If lockouts or system errors do occur, users are advised to contact the exchange call center. But, as Kwak acknowledges, the call center can be an additional source of consumer frustration.
“I understand that the call centers have been swamped and people can’t get through in a timely manner,” he said. “There is an all-out effort to make sure the consumers are notified and taken care of. But it’s just the sheer number and volume that we are continuing to have to deal with.”
In fact, according to the exchange as of Feb. 11, wait times at the call center after an initial menu selection is made were averaging 37 minutes.
The exchange also tracked 100 applications made on Feb. 14 and found that only five involved an error.
The exchange also has had some problems with its autopay system. After consumers set up their accounts to automatically make premium payments, the final step of activating the autopayment, in some cases, was not completed.
Affected consumers received no indication of this. As a result, an unknown number of them received bills in February for two months of premiums (February and March). The exchange advises any consumers who encountered this to return to their online account and complete the autopay activation.
Another source of confusion stems from having three different calculators on the website that deliver considerably different results.
If consumers click on “Find and Compare Health Plans” on the home page, they’ll see under the heading “Your Savings” a hyperlink labeled “See if you qualify.” That link leads to a calculator that asks for the names and ages of applicants, as well as income information. It then estimates the applicant’s tax credit and provides an estimated premium for a silver-level health plan.
Alternatively, clicking on the site’s large “Find Quality Coverage” button at the top of the same page allows the user to review specific plans, with their estimated tax credit and premiums displayed.
Finally, consumers go through similar calculations in the process of actually applying for the plan they select. The exchange has acknowledged that each calculator employs different plan data in making those estimates.

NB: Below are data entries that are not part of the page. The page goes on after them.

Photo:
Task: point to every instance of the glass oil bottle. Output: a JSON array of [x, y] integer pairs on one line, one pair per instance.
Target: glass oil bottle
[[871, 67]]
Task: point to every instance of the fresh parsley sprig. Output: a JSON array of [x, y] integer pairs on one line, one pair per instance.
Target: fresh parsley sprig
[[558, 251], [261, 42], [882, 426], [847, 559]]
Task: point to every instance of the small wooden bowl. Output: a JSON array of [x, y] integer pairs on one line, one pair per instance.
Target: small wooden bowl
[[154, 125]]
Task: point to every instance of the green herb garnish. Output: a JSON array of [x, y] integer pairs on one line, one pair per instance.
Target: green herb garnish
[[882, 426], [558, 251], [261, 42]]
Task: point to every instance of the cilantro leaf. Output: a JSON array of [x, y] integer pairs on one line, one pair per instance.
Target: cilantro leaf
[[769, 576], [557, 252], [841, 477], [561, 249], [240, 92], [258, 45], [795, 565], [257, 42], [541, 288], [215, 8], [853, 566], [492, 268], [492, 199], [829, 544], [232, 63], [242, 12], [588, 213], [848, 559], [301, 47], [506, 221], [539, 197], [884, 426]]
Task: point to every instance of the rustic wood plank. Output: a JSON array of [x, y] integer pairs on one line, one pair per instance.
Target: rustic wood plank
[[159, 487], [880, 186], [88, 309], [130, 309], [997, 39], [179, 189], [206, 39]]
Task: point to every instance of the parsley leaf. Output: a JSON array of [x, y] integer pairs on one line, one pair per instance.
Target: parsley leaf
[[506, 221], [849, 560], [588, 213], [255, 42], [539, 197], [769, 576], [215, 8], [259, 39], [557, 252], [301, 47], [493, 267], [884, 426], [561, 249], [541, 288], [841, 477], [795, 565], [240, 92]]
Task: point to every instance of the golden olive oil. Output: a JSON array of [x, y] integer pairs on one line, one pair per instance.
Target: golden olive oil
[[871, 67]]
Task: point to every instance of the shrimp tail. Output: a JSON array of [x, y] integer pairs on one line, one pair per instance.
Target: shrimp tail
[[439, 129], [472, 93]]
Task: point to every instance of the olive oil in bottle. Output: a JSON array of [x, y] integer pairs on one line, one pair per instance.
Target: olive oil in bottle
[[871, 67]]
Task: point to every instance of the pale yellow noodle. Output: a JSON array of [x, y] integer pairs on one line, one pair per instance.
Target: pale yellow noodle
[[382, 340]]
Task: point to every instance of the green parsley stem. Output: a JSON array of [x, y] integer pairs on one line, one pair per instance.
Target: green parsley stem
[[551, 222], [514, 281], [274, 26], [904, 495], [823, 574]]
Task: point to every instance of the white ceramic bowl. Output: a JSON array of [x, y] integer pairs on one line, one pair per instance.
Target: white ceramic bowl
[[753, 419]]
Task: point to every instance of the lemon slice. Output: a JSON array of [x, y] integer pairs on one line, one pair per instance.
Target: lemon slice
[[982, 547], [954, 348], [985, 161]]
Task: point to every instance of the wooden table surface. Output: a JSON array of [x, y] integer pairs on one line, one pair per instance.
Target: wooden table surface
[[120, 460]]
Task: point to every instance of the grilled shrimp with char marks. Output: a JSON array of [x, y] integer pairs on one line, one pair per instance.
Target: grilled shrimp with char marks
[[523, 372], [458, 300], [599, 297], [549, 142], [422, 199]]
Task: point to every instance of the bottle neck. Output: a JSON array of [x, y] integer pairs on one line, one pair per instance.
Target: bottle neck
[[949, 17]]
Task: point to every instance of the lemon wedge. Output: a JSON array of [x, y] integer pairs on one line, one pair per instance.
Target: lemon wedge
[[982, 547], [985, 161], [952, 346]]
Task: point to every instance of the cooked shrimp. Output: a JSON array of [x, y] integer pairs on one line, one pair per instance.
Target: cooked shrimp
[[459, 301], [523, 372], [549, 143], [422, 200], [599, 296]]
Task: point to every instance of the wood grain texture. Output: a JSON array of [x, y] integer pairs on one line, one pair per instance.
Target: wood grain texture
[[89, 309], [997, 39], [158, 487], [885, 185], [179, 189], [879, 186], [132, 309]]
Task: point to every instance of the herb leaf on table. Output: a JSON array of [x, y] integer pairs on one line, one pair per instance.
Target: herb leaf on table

But it’s not just the estimated premiums that vary. A test of the three calculators, resulted in estimated tax credits (which help defray the cost of premiums) for a married couple of $913, $679 and $787. Those credits should be the same regardless of the plan chosen.
According to Kwak, the only calculations to rely upon are those in the actual application process. The other calculators, he said, “are just simple estimates.”
Kwak noted that many of the problems result from the very complex set of interactions the site must manage with back-end databases that are not apparent to the public.
“This is still a brand-new marketplace,” Kwak said. “So we’re still working through the startup issues that we expected. I can only ask for patience from consumers as we continue to work through these issues.”